III. Panorama und Mosaik mit Shift-Objektiven

Wie erzeugt man üblicherweise ein Panorama oder ein Mosaik? Nun, die einfachste Art zu einem Panorama zu gelangen ist, die Kamera samt Objektiv entlang des Horizonts zu schwenken und dabei eine Reihe sich überlappender Aufnahmen anzufertigen. Das geht auch mit einem Eifon. Bei einem Mosaik wird es schon anspruchsvoller. Das Prizip bleibt jedoch erhalten: Kamera und Objektiv verschwenken.

Mit einem Shift-Objektiv ergeben sich jedoch weitere Möglichkeiten zur Erstellung von Panoramen, vertikalen Panoramen und Mosaiks. Zur Erstellung eines Panoramas wird z.B. das Kameragehäuse raumstabil aufgestellt und lediglich das Objektiv für eine Aufnahme nach links und für die zweite Aufnahme nach rechts geshifted. Das Zusammenfügen der beiden Einzelbilder übernimmt dann der Rechner (siehe Grafiken unterhalb).

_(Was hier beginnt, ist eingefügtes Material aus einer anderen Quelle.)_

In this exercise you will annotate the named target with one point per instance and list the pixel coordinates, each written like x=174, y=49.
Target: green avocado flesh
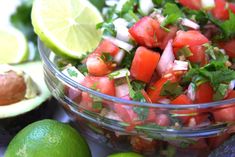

Das klingt einfach, nicht wahr? Und doch kann man hier Fehler machen! Einige Lehren und Erfahrungen aus meinen ersten Versuchen, Panoramas oder Mosaiks zu erstellen:

1. Zwischen den Aufnahmen kann sich die natürliche Beleuchtung geringfügig ändern oder man erhält je nach shift unterschiedliche Messergebnisse. Meine Schlussfolgerung daraus ist, ausschließlich mit manuellem Belichtungsmodus zu arbeiten, um konsistente Einzelaufnahmen zu erhalten. Beim Zusammenfügen der Einzelaufnahmen kann der Algorithmus nämlich Belichtungsunterschiede in der Größenordnung von >1EV nicht mehr kompensieren.

2. Der Weißabgleich  ist die nächste Falle. Die Aufnahme des Palace-Hotels in Helsinki entstand aus zwei Einzelaufnahmen, bei denen der Weißabgleich auf Auto eingestellt war. Da sich die Farbtemperatur zwischen den beiden Aufnahmen geringfügig verändert hatte, ist nun trotz erheblicher Nachbearbeitung immer noch ein geringfügiger Unterschied zwischen den beiden Bildhälften des Panoramas erkennbar: Die linke Seite ist wärmer.

Ich habe infolgedessen mit Voreinstellungen wie Tageslicht, Bewölkter Himmel oder Schatten experimentiert, aber auch diese variieren den Weißabgleich zwischen meheren Aufnahmen immer noch minimal. Die sicherste Lösung, die zu Einzelaufnahmen mit untereinander konsistenten Ergebnisse führt, ist die Einstellung einer Farbtemperatur, z.B. 5600K für Aufnahmen bei Tageslischt.

3. Das Panorama des Palace-Hotels in Helsinki weist noch eine weitere Unzulänglichkeit auf. Die beiden Einzelbilder sind JPEGs. Bei diesen Bildern war das digitale Korn (grain weak) aktiviert. Gerade im an sich strukturlosen Himmel hat Photoshop dann beim Stichen der beiden Aufnahmen eine unschöne "Naht" aufgrund der digitalen Körnung hinterlassen. Wenn also schon JPEG, dann bitte ohne  grain  aus der Kamera!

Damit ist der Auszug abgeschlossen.